Il condominio è composto da 7 appartamenti, inaugurati nel 2014. Accolgono circa 20 persone con disabilità. E nello stesso condominio, luminoso e accessibile, c’è anche il ‘Gruppo Appartamento’: ci vivono altri 6 ragazzi ed un educatore, e all’interno almeno un posto è riservato al “sollievo” per qualche giorno dei caregivers, i familiari che si prendono cura dei loro cari. 

“Il nostro Dopo di noi  è parte viva del grande villaggio che è la Fondazione, composta da una cinquantina di dipendenti motivati e vicini ai fratelli – spiega don Massimo Martelli, che ne è assistente spirituale, oltre che parroco delle comunità piccole e millenarie di Casola Canina e Ortodonico, nelle campagne del Bolognese, a cavallo dell’autostrada – Una nostra educatrice è entrata nell’ordine delle Benedettine, all’Isola di San Giulio, sul lago d’Orta, nel Novarese. Questa è una sfida nella sfida: vedere se in questo contesto speciale nascono anche vocazioni”.

E poi c’è la Serra San Giuseppe, dove oggi alcuni disabili lavorano, tra giovani piante e la coltivazione degli ortaggi. 

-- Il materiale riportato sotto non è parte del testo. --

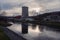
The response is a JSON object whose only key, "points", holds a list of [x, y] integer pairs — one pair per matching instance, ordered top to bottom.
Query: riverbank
{"points": [[3, 36]]}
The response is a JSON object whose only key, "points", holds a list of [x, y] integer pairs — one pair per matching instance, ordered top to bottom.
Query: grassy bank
{"points": [[3, 36]]}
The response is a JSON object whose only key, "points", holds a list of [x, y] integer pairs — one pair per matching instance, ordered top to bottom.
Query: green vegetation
{"points": [[3, 36]]}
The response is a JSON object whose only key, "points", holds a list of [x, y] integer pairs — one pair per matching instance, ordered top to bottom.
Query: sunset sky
{"points": [[12, 6]]}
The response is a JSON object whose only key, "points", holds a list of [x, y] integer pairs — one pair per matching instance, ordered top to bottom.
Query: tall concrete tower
{"points": [[24, 11], [24, 15]]}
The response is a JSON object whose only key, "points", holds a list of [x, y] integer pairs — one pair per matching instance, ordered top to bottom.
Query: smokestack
{"points": [[24, 11], [24, 15]]}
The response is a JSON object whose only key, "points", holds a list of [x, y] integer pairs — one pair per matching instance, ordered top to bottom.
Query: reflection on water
{"points": [[37, 33]]}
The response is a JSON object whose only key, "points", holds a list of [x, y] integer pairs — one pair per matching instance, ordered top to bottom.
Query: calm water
{"points": [[36, 33]]}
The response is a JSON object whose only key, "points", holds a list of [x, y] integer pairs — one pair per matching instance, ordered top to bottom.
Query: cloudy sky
{"points": [[37, 5]]}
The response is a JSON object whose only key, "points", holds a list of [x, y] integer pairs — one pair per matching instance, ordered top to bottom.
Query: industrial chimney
{"points": [[24, 15]]}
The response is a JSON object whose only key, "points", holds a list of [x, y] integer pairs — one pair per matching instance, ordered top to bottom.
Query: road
{"points": [[12, 35]]}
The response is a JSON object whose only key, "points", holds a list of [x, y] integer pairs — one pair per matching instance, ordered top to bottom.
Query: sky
{"points": [[12, 6]]}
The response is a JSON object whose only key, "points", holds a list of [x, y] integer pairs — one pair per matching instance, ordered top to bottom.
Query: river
{"points": [[37, 33]]}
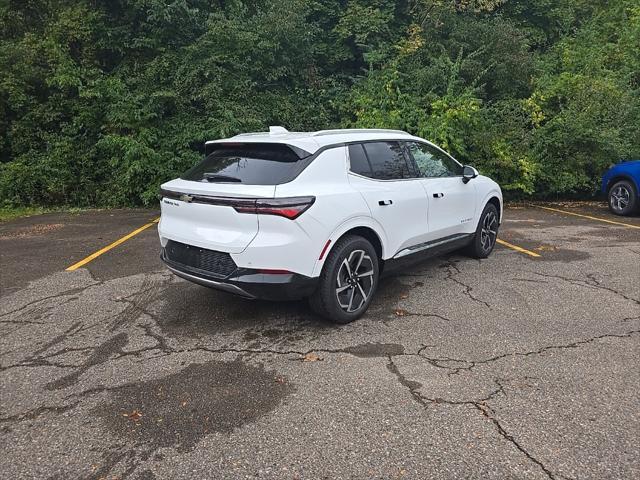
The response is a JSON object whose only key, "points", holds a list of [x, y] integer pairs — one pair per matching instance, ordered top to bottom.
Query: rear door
{"points": [[381, 173], [451, 201], [204, 207]]}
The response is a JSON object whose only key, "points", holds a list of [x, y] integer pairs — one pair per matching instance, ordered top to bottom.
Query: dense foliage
{"points": [[102, 100]]}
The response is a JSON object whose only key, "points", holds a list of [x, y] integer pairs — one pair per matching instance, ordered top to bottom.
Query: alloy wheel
{"points": [[620, 198], [489, 231], [354, 282]]}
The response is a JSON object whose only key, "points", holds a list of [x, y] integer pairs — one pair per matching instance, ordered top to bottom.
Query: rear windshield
{"points": [[249, 163]]}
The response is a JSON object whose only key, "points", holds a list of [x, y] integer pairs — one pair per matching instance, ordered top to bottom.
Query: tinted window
{"points": [[358, 160], [387, 160], [431, 162], [249, 163]]}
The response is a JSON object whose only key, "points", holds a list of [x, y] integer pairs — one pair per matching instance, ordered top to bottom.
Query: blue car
{"points": [[621, 185]]}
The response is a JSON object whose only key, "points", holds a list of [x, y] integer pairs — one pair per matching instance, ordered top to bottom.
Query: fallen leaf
{"points": [[311, 357]]}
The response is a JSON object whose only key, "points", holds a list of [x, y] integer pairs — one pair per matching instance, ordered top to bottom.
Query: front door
{"points": [[397, 200], [451, 201]]}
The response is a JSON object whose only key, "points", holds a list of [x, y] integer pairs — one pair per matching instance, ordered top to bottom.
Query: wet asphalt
{"points": [[509, 367]]}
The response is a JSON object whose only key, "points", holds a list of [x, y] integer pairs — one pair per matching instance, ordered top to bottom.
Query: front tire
{"points": [[623, 198], [486, 233], [348, 281]]}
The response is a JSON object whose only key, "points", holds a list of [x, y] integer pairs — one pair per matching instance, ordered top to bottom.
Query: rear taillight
{"points": [[290, 208]]}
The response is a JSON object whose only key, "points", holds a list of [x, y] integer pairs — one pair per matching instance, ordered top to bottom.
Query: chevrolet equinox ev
{"points": [[286, 215]]}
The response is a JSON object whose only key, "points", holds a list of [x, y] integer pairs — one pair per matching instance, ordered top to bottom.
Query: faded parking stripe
{"points": [[95, 255]]}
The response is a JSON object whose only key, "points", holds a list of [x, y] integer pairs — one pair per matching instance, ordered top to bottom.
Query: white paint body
{"points": [[344, 201]]}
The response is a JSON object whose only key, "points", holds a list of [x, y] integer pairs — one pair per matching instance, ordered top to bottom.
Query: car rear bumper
{"points": [[249, 283]]}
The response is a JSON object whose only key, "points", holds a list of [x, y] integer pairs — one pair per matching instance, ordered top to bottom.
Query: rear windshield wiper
{"points": [[215, 177]]}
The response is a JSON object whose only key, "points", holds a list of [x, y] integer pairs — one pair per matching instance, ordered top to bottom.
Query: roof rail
{"points": [[273, 130], [357, 130]]}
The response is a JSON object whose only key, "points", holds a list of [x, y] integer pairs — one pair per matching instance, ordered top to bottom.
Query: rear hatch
{"points": [[210, 205]]}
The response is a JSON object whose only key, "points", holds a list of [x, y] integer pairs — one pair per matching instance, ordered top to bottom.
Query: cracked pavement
{"points": [[510, 367]]}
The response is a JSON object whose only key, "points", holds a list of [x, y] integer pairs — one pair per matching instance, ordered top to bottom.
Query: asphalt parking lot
{"points": [[524, 365]]}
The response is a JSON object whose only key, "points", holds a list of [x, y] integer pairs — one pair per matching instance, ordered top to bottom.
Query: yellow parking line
{"points": [[598, 219], [518, 249], [95, 255]]}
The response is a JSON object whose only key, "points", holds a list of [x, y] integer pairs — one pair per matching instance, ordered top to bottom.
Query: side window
{"points": [[387, 160], [358, 161], [432, 162]]}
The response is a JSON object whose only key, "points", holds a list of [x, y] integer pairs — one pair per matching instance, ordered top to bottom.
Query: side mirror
{"points": [[468, 172]]}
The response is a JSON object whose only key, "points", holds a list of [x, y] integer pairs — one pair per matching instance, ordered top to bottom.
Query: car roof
{"points": [[313, 141]]}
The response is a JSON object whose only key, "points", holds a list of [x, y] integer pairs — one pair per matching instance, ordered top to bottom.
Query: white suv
{"points": [[287, 215]]}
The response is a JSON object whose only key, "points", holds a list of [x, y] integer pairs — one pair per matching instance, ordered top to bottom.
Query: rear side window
{"points": [[381, 160], [358, 161], [431, 162], [249, 163]]}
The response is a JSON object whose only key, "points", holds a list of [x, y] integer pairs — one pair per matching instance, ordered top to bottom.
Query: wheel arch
{"points": [[622, 176], [498, 204], [364, 227]]}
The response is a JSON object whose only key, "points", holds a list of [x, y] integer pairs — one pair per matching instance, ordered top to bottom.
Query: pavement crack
{"points": [[452, 272], [592, 282], [471, 364], [409, 384], [487, 413]]}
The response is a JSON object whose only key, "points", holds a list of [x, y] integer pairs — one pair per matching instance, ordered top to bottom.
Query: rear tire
{"points": [[623, 198], [486, 233], [348, 281]]}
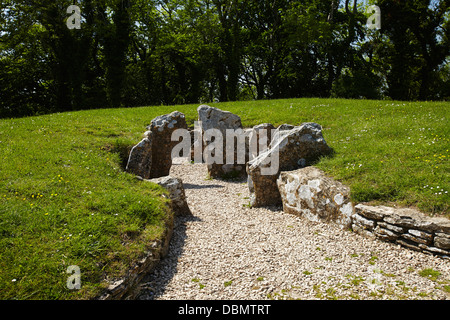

Il progetto, avviato dalla Caritas imolese nell’aprile 2015, è stato finanziato per 3 anni al 90% dalla Cei con le firme 8xmille. “Ci piace alimentare progetti che diano respiro alle persone– spiega il direttore Luca Gabbi – e possibilità di riscatto con le proprie forze, secondo quel che ciascuno riesce a dare. Reciprocità: questa è dottrina sociale della Chiesa ed è sinonimo di dignità. Una visione che deve entrare sempre più nel futuro della Chiesa, oggi ancora troppo assistenzialistica”.

La Serra ha provato a misurarsi con il mercato. Un’esperienza difficile, ricorda il coordinatore del progetto Simone Righini: “Bisogna essere particolarmente competitivi, mentre per noi più importante è la parte educativa. 

Quindi l’anno scorso siamo rientrati nel ramo onlus. Ma restiamo sempre pronti a inserirci in progetti di collaborazione. I nostri punti di forza? La Fondazione è in centro storico, facilmente raggiungibile. E siamo sempre disponibili a quel gesto in più verso le famiglie così prezioso”.